Bexley and Harrell said the clerks’ long-term financial difficulties have come from an over-reliance on revenues from traffic fines to support other clerk court operations, including criminal court activities. For a variety of reasons, traffic revenues have been falling or unstable for a decade or more, and the COVID-19 pandemic put a particular severe hit on clerk revenues.

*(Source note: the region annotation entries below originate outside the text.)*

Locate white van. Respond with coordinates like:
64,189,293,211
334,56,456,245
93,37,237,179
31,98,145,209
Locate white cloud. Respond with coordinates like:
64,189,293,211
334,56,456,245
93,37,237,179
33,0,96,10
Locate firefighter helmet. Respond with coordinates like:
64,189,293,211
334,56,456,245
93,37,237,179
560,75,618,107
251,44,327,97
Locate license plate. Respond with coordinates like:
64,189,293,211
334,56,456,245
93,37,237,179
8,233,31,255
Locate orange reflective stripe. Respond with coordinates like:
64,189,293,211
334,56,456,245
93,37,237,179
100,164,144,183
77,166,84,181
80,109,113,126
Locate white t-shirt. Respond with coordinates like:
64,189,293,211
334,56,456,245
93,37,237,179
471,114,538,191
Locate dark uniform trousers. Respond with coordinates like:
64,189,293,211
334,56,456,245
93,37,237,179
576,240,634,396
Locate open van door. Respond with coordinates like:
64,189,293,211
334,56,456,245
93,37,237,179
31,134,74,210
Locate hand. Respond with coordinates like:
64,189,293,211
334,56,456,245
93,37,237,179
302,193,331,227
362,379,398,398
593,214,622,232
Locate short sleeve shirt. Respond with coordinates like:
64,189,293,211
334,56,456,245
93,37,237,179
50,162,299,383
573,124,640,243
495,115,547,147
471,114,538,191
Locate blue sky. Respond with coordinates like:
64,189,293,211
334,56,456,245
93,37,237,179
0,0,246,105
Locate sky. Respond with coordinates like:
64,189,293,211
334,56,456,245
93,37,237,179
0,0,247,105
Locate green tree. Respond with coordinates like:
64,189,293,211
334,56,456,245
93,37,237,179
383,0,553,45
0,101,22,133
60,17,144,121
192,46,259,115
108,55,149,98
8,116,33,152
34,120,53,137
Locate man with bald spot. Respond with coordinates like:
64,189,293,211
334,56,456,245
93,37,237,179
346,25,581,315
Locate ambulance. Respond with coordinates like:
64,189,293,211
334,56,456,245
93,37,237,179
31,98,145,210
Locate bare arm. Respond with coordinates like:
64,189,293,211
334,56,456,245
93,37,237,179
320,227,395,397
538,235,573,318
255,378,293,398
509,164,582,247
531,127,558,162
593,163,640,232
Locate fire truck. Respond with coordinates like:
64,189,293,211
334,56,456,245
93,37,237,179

The bill gives the clerks “an additional stable revenue source” besides traffic court revenues, Harrell said. “It will help us reduce that reliance on civil traffic. It’s not going to completely fix it. That will take us time over the next couple years.”

Bexley said the FCCC was gratified that experienced lawmakers like Boyd and Clemons agreed to sponsor the bills.

“They have worked with us before and they know and embrace our issues,” he said. “It’s great to work with them.”